Nun wurde bereits erwähnt, dass die Beschreibung der Welt in der Quantenmechanik wesentlich auf dem Konzept unendlichdimensionaler Räume basiert, mit denen dort problemlos gerechnet wird. Das ist es aber nicht, was die Ultrafinitisten meinen. Was erlaubte und was unerlaubte mathematische Konzepte sind, lässt sich also gar nicht so einfach unterscheiden, weshalb der Bewegung in der Vergangenheit auch vorgeworfen wurde, sich selbst in Widersprüche zu verwickeln. Klar ist, dass sie bei Zahlen, die größer als etwa 10^80 sind, beginnen, sich unwohl zu fühlen. Das ist in etwa die Anzahl der Atome im Universum, eine Zahl mit 80 Nullen.

Endlichkeitskonferenz

Dazu kommt, dass es keine zentrale Lehrschrift gibt, die definiert, was eigentlich die Position des Ultrafinitismus ist. Im vergangenen April veranstaltete nun der Mathematiker Justin Clarke-Doane eine Konferenz, die frischen Wind bringen sollte. "Es gibt nun eine kritische Masse von Leuten, die sich genügend Gedanken über diese Fragen gemacht haben", ist er überzeugt.

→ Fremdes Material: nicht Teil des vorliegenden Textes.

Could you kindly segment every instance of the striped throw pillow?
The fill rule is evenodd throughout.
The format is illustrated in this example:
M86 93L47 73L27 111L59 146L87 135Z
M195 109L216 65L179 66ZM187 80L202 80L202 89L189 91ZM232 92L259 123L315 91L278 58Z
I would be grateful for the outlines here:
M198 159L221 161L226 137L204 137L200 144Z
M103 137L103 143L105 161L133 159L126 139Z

An markanten Aussagen fehlte es nicht. So verglich etwa der israelische Mathematiker Doron Zeilberger das Unendliche mit Gott: Von beidem wisse man nicht, ob es existiere, und beide seien eigentlich überflüssig.

Ein wichtiger Kritikpunkt an Versuchen einer neuen Mathematik, wie sie schon Brouwer unternahm, ist, dass damit schon einfache Konzepte der Naturbeschreibung versagen würden. Die Quantenmechanik wurde als Beispiel schon genannt. Die Argumente lassen sich auch auf den Ultrafinitismus anwenden, und es stimmt, dass viele wichtige physikalische Konzepte ohne das Unendliche nicht mehr formuliert werden könnten.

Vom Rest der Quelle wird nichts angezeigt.